Mehmet Laçin / Doğruhaber
1931 yılında Tokat’ın Madas Köyü’nde doğan İbrahim Ayan, Milli Şeflik döneminde yaşanan zulümleri muhabirimiz Mehmet Laçin’e anlattı. İbrahim amca milli şef döneminde yaşananları anlatırken, Nemrut’un Hz. İbrahim karşısında ilahlık taslamasının bir benzerinin yaşandığı o dönemlerde Müslümanca yaşamın ne kadar zor olduğunu birkez gözler önüne serdi.


1940’lı yıllarda açlığın kol gezdiğini, halkın karnını doyuramadığını dile getiren İbrahim amca, bu sıkıntılara rağmen dinlerini yaşamak için ellerinden gelen her şeyi yapmaya çalıştıklarını söyledi.
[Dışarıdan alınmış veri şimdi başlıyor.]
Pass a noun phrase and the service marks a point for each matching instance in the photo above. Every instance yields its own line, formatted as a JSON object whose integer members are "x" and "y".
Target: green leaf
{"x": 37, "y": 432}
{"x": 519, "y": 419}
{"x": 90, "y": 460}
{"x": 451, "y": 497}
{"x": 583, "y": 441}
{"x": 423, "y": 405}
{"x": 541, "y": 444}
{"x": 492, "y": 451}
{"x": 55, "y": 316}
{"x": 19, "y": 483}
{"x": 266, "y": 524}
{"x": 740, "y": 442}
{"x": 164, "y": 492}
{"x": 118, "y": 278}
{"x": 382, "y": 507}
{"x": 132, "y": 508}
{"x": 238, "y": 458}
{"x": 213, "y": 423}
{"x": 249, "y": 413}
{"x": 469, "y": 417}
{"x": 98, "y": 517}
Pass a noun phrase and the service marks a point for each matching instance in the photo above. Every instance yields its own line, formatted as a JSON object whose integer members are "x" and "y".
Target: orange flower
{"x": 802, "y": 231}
Camiye giderek dini eğitim aldıklarını anlatan İbrahim Amca, “Elimizde kuru odun ve hasır alır, namaz için camiye giderdik. Kuru odunu sobaya koyardık. Camilerde halı bulmak zordu. Elimizde getirdiğimiz hasırı da namaz için yere sererdik. Çünkü biz Müslüman çocuğuyduk. Bu nedenle Müslümanlığın gerektirdiği şeyleri yapmak zorundaydık” diye konuştu.


‘JANDARMA GELDİ, KUR’ANLARI KAPATIN’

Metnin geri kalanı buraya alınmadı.